El Inditex que deja Pablo Isla

Cede el testigo de una empresa moderna, saneada, líder mundial de su sector, referente en sostenibilidad y transformación digital y con un modelo de negocio que no ha tocado techo

El Inditex que deja Pablo Isla.

“Es precisamente este momento de solidez estratégica el que hemos considerado óptimo para culminar el relevo generacional de la compañía preparado desde hace tiempo”. Es una frase extraída de la carta del presidente de Inditex hasta el próximo jueves, Pablo Isla, recogida en la memoria anual que acaba de publicar la multinacional. “Me comprometo a mantener viva y dinámica nuestra filosofía y nuestro particular enfoque de negocio”. Esta frase también aparece en la memoria anual y pertenece a la misiva que ha escrito el nuevo consejero delegado, Óscar García Maceiras.

Ambas frases resumen el pasado que supone Pablo Isla y el presente que representan Marta Ortega como nueva presidenta y Óscar García Maceiras como brazo ejecutor de la estrategia de negocio de Inditex.
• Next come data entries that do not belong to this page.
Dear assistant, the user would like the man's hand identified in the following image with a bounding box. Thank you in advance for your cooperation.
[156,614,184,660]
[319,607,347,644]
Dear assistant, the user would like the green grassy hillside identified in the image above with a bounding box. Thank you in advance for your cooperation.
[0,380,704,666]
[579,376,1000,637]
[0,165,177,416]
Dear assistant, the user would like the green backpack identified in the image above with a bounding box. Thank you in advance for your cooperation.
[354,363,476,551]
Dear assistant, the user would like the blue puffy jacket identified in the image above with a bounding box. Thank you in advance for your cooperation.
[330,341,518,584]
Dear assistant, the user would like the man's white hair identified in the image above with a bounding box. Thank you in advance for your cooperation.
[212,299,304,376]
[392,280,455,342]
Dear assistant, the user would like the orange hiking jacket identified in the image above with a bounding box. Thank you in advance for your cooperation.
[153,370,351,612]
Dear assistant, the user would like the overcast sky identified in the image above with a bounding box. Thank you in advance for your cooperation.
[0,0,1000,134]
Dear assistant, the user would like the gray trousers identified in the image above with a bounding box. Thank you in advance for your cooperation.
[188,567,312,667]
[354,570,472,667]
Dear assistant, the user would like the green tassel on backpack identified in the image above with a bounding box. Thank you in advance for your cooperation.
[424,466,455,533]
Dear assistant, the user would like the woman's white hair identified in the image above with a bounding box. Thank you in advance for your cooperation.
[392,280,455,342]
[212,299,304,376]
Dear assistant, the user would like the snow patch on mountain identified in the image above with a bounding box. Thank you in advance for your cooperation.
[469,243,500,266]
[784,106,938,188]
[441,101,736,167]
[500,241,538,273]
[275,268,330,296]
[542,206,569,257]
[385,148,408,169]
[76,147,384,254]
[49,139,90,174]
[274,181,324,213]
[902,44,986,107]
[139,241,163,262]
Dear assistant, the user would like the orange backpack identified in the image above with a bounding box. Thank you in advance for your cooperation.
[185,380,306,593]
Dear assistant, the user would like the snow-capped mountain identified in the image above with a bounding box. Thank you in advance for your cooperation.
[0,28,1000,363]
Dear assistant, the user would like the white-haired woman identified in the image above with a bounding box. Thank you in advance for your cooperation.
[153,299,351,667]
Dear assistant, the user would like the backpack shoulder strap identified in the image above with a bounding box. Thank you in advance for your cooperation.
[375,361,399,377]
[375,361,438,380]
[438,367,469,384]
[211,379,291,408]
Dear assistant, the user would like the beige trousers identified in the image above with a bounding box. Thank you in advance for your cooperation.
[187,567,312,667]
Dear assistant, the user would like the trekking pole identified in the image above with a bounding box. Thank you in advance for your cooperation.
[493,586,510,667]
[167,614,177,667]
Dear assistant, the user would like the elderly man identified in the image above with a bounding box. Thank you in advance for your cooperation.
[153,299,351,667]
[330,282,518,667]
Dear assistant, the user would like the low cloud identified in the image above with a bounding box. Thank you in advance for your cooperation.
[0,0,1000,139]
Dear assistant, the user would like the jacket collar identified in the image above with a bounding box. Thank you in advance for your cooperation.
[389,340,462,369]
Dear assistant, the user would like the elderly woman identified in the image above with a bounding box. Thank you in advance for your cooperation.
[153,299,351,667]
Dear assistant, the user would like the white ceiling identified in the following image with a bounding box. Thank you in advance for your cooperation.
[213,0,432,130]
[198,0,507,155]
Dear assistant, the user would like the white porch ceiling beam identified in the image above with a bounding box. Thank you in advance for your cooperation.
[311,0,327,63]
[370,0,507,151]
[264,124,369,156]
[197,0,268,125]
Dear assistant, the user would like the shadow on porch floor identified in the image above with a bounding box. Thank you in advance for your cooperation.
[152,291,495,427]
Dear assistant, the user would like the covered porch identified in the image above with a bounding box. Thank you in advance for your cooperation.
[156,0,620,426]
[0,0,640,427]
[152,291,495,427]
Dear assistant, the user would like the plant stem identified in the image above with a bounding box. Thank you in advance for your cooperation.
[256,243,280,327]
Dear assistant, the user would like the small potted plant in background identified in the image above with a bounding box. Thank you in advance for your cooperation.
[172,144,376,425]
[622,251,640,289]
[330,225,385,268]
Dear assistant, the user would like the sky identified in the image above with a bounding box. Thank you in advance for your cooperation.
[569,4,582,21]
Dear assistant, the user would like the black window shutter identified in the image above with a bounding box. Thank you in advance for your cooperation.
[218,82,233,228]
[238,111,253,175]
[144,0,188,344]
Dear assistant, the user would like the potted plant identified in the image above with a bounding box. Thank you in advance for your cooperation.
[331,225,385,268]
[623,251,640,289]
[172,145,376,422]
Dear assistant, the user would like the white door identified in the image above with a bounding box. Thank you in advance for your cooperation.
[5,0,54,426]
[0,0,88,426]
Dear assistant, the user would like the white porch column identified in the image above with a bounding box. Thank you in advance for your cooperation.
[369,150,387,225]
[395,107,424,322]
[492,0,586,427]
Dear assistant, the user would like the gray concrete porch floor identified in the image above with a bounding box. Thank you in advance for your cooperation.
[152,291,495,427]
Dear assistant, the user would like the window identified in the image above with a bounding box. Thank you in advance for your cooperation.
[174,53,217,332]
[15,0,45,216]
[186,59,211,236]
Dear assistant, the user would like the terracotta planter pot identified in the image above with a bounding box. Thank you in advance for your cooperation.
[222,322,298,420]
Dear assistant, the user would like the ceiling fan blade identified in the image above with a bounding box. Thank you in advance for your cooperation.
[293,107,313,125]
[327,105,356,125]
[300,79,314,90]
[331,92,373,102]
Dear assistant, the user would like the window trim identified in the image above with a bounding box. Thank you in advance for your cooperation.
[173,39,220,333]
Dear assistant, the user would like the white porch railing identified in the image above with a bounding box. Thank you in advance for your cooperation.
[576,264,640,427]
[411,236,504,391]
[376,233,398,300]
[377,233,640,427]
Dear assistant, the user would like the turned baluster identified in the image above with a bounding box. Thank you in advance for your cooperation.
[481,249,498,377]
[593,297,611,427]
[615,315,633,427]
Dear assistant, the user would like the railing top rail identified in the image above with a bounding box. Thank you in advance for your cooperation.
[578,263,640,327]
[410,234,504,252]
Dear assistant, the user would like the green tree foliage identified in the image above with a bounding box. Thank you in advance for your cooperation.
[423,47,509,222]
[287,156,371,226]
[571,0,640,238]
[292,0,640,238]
Pablo Isla deja el grupo en una posición privilegiada de cara al futuro, pese a los nubarrones de la guerra de Ucrania, la subida de las materias primas, el alza de la inflación... Es una empresa saneada, sin deudas y que todavía no ha tocado techo. Ni se vislumbra que lo alcance a corto o medio plazo.
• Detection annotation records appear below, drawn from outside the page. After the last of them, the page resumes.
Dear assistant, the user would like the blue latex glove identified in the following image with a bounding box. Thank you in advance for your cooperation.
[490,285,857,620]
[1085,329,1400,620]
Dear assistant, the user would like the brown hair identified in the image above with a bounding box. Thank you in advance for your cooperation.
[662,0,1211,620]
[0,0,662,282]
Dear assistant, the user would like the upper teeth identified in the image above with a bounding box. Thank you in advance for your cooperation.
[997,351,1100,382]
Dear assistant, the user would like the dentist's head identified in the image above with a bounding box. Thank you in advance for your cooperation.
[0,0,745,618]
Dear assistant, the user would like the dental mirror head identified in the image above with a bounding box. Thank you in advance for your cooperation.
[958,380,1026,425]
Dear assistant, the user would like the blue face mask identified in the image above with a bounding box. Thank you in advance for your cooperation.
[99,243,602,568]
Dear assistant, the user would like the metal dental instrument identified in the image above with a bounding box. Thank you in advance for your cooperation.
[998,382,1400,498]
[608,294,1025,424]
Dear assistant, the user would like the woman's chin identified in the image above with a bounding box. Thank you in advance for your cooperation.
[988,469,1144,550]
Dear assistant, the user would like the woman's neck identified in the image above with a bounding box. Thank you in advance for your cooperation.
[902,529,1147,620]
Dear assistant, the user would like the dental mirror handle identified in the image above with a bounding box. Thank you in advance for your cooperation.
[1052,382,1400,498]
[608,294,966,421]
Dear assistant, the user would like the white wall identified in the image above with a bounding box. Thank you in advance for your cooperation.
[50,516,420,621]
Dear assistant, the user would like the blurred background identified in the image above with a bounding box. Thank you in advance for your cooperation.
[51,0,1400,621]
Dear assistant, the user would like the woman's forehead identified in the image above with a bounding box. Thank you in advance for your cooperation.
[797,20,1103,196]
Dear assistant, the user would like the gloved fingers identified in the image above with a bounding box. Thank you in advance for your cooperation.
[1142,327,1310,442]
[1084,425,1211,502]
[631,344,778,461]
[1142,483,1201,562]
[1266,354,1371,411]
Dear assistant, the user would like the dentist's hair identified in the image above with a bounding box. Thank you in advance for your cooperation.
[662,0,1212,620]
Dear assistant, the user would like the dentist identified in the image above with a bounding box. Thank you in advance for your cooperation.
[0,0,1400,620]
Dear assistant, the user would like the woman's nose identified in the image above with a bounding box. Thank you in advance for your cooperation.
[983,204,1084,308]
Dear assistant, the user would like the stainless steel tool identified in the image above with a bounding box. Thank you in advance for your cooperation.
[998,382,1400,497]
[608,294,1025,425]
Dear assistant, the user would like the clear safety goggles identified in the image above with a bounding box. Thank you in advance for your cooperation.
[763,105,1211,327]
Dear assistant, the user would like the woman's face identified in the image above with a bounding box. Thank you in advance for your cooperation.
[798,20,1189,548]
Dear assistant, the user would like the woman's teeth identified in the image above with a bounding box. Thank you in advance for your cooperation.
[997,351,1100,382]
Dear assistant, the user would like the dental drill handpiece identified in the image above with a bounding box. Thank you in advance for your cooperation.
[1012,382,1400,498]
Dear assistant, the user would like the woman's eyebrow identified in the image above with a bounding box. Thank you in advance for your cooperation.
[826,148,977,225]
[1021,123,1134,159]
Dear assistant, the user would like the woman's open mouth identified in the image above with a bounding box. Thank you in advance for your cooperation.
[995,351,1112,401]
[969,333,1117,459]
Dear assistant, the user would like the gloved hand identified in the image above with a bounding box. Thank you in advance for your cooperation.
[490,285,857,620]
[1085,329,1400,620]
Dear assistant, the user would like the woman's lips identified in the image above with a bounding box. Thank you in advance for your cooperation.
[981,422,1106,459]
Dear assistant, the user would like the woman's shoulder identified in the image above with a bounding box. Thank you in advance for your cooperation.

Su modelo de negocio está claro y es como un gran trasatlántico con el piloto automático puesto, aunque eso no evitará que los nuevos directivos tengan que hacer pequeñas correcciones. Pero sin modificar a corto y medio plazo el rumbo que ha impuesto Isla en sus 17 años al mando de la multinacional, siempre de la mano de su fundador y máximo accionista, Amancio Ortega. Inditex ha sido capaz de anticiparse a cada uno de los ciclos por los que ha atravesado la industria textil y cuenta con un modelo de negocio capaz de ajustarse a cualquier entorno.
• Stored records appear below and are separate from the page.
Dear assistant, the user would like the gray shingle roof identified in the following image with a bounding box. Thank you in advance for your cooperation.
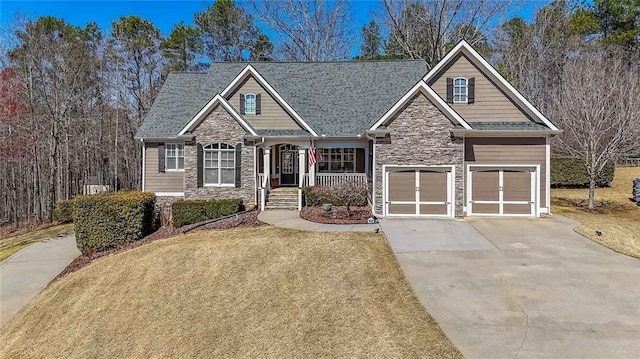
[468,122,549,131]
[136,60,427,138]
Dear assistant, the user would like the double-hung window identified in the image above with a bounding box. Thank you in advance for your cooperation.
[244,93,256,115]
[165,143,184,171]
[453,77,469,103]
[202,143,236,186]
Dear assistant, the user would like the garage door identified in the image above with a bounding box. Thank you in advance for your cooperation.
[385,167,453,217]
[467,167,537,216]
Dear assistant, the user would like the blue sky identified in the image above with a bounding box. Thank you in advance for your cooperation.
[0,0,548,56]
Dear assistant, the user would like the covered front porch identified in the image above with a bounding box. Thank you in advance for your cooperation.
[255,139,371,210]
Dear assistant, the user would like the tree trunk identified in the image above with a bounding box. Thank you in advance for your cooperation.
[588,176,596,209]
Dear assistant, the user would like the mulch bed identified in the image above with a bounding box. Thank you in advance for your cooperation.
[52,211,266,282]
[300,206,372,224]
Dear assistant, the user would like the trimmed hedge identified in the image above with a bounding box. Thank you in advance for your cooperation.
[53,199,75,223]
[73,191,156,254]
[551,157,615,187]
[171,198,244,228]
[304,184,369,207]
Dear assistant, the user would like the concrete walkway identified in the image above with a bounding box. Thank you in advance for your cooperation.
[0,234,80,325]
[390,215,640,359]
[258,210,380,232]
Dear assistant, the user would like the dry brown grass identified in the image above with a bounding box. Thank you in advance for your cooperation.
[551,167,640,258]
[0,223,73,261]
[0,227,462,358]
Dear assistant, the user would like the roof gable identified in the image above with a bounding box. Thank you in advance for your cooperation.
[424,40,558,131]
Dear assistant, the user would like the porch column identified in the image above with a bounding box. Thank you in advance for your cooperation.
[298,149,307,187]
[298,148,306,211]
[309,148,318,186]
[260,147,271,188]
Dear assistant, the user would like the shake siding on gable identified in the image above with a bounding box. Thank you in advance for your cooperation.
[429,55,531,122]
[464,137,547,208]
[228,77,300,130]
[144,142,184,192]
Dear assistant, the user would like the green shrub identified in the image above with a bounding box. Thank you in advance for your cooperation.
[171,198,244,227]
[53,199,74,223]
[304,183,369,207]
[551,157,615,187]
[73,192,156,254]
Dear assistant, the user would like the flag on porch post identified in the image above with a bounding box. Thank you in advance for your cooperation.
[309,145,318,166]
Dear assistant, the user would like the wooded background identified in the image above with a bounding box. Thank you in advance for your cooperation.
[0,0,640,225]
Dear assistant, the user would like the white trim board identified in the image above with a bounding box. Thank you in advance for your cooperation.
[220,65,318,137]
[424,40,559,131]
[178,94,258,136]
[369,80,472,131]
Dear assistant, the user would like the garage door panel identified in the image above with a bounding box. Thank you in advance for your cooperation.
[473,203,500,214]
[503,171,531,201]
[419,170,447,202]
[471,171,500,201]
[503,203,531,214]
[389,170,416,202]
[420,203,447,215]
[389,203,416,214]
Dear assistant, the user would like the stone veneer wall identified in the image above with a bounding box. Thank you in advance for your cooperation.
[184,106,255,207]
[374,93,464,216]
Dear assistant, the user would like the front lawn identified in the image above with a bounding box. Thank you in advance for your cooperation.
[0,227,462,358]
[0,223,73,261]
[551,167,640,258]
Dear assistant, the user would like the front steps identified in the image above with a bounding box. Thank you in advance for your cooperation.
[265,187,298,210]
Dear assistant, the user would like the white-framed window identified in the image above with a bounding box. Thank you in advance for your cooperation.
[165,143,184,171]
[244,93,256,115]
[453,77,469,103]
[318,148,356,173]
[202,143,236,186]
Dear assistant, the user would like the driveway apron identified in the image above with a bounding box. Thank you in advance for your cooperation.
[382,215,640,359]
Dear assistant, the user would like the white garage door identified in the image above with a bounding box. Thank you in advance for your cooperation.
[385,167,454,217]
[467,166,538,216]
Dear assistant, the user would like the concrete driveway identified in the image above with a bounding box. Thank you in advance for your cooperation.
[382,216,640,359]
[0,234,80,324]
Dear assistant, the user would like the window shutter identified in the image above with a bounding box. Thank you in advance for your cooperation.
[256,94,262,115]
[235,143,242,187]
[158,143,166,172]
[196,143,204,187]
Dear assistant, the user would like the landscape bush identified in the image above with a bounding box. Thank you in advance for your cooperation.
[73,191,156,254]
[171,198,244,228]
[304,183,369,206]
[551,157,615,187]
[53,199,75,223]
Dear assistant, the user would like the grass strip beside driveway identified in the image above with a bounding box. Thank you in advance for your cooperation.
[0,227,462,358]
[551,167,640,258]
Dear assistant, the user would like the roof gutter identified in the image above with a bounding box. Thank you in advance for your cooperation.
[451,129,562,137]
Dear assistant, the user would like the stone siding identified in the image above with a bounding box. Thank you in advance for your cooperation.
[184,106,255,207]
[374,93,464,216]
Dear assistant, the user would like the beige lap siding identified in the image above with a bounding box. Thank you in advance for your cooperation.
[184,106,255,206]
[375,93,464,214]
[429,55,530,122]
[144,143,184,192]
[464,137,547,208]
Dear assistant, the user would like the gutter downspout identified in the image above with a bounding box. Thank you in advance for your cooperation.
[365,132,384,218]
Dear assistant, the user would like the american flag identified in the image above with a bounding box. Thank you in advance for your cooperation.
[309,145,318,166]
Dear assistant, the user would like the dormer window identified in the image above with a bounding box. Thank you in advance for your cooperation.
[240,93,260,115]
[453,77,469,103]
[244,93,256,115]
[447,77,476,104]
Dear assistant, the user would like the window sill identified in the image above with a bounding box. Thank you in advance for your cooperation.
[203,183,236,187]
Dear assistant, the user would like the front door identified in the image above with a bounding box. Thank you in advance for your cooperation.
[280,145,298,186]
La frase de la carta del consejero delegado, Óscar García Maceiras, por su parte, se puede resumir en una palabra: continuidad. No habrá cambio de rumbo en la navegación de la compañía. Es una forma también de tranquilizar a los inversores de que a la firma gallega se la va a reconocer aunque cambie el capitán que la ha gobernado en las dos últimas décadas. Y por si no hubiera quedado claro, García Maceiras insistió en la presentación de resultados del pasado día 16 que no se iba a cambiar “el ADN” del grupo. Empresa solvente y en crecimiento. Moderna y sin grandes cambios en el modelo de negocio. Este es el Inditex que deja Pablo Isla y el que cogen Marta Ortega y Óscar García Maceiras. Una multinacional que es el líder mundial de su sector y referente en sostenibilidad y transformación digital.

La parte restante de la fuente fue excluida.